Escreveu ali mesmo um bilhete demorado, que deitou sobre o banco. Uma
carta pra outra.
“Leia você mesmo”, disse Anália mostrando-me uma caixa de madeira ao lado do sofá.
“Querida,
desculpe-me trazê-la tão longe. Venho aqui todos os dias para te
encontrar, porque, depois de tantos anos naquela casa, eu nos vejo em
cada detalhe, mas tenho medo de não estar mais te enxergando direito.

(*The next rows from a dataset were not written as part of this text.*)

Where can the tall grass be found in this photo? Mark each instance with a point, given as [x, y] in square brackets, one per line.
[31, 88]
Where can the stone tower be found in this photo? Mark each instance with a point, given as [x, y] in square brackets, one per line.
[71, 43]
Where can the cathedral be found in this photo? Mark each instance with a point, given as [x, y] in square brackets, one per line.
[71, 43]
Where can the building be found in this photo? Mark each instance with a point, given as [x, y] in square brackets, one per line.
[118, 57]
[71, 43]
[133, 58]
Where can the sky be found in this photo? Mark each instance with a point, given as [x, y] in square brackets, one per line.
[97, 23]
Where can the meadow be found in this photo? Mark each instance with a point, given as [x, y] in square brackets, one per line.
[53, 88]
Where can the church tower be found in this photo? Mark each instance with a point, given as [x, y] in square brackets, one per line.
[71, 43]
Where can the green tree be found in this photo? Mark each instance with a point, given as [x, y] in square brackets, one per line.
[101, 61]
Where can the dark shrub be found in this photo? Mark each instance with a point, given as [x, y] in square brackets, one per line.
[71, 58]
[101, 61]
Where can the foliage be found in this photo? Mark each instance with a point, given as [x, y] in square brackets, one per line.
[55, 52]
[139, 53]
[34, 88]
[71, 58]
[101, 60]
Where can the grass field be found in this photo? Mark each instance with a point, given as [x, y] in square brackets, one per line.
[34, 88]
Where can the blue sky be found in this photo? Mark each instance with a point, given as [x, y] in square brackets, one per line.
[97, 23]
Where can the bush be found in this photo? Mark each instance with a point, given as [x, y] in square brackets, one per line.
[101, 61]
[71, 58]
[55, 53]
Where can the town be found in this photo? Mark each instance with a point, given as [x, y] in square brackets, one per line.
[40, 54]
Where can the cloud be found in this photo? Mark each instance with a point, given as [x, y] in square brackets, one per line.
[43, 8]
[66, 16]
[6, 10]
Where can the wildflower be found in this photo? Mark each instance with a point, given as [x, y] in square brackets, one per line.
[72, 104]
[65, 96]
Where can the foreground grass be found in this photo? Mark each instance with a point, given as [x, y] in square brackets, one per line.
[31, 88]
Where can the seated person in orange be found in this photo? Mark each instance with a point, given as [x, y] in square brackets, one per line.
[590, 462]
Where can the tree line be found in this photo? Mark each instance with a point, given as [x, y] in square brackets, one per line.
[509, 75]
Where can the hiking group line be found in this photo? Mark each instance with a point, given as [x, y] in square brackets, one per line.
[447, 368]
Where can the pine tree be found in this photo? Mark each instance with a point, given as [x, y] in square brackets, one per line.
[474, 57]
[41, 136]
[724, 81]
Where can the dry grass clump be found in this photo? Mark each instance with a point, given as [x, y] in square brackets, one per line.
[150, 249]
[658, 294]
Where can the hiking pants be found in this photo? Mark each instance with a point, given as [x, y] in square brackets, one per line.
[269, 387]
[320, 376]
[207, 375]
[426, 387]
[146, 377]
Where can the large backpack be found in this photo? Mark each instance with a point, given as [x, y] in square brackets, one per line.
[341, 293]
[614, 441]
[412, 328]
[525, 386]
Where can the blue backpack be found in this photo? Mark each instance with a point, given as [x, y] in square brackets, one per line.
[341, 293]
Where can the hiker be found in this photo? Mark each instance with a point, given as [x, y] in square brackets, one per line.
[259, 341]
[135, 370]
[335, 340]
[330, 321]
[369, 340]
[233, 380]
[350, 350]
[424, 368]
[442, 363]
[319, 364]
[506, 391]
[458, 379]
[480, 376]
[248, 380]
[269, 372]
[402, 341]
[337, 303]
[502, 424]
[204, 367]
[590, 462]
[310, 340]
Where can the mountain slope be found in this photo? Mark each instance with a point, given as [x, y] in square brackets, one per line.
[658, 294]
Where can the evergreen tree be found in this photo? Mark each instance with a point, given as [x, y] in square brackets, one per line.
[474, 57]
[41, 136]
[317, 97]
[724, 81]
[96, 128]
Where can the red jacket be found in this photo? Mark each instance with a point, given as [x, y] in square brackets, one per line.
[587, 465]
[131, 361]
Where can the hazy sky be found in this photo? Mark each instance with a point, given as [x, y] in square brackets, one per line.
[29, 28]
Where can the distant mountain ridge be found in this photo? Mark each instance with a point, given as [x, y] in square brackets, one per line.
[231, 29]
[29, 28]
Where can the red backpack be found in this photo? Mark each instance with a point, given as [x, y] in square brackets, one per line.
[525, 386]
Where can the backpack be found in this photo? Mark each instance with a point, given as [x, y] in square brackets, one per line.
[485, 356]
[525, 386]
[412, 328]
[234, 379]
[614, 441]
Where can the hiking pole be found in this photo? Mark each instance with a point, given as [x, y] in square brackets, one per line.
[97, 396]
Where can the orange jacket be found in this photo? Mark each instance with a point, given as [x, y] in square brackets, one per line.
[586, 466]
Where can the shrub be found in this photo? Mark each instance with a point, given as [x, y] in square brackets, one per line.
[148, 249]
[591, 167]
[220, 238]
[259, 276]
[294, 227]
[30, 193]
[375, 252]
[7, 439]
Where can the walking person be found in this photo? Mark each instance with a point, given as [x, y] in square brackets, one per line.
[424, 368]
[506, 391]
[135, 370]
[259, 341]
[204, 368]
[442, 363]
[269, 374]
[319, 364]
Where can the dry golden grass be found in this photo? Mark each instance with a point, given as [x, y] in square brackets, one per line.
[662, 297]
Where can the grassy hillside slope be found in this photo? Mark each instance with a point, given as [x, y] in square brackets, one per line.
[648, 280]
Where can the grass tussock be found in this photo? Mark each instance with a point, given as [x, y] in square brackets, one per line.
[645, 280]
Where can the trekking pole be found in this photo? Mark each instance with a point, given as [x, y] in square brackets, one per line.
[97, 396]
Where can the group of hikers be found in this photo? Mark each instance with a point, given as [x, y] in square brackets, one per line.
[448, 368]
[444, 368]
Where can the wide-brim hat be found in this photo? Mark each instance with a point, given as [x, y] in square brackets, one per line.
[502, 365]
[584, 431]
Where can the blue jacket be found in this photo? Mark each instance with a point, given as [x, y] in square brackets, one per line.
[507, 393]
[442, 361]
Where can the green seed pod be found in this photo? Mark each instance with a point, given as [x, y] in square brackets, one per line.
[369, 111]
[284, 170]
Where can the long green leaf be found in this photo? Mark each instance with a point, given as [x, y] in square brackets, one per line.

Mesmo com minha visão curta, ainda percebo você acordando todas as
manhãs, um pouco antes de mim, para se arrumar no espelho. Você sabe que
a minha memória está indo embora, como as montanhas sob a neblina. Mas
ainda me lembro da primeira vez que senti o seu cheiro de outono e do
seu riso, ficando mais baixo, ano após ano. Eu sei também que você
mentiu quando nos conhecemos ao dizer que havia lido Drummond. Você
nunca o leu, mas eu posso ler pra você com a visão e os anos que me
restam. É por você que eu espero, Anália, desde sempre. Com amor,
Pedro”.
Pedro ainda leu para Anália por sete anos. Seu
poema preferido de Drummond dizia “‘Se em toda parte o tempo desmorona
aquilo que foi grande e deslumbrante, o antigo amor, porém, nunca fenece
e a cada dia surge mais amante”. O amor antigo carrega aquela paz
sublime como uma canção conhecida, da qual se conhece todas as variações
e notas, mas com a qual sempre se emociona e se reencanta novamente.
Anália ensinou-me isso. Agora, é ela quem espera por ele.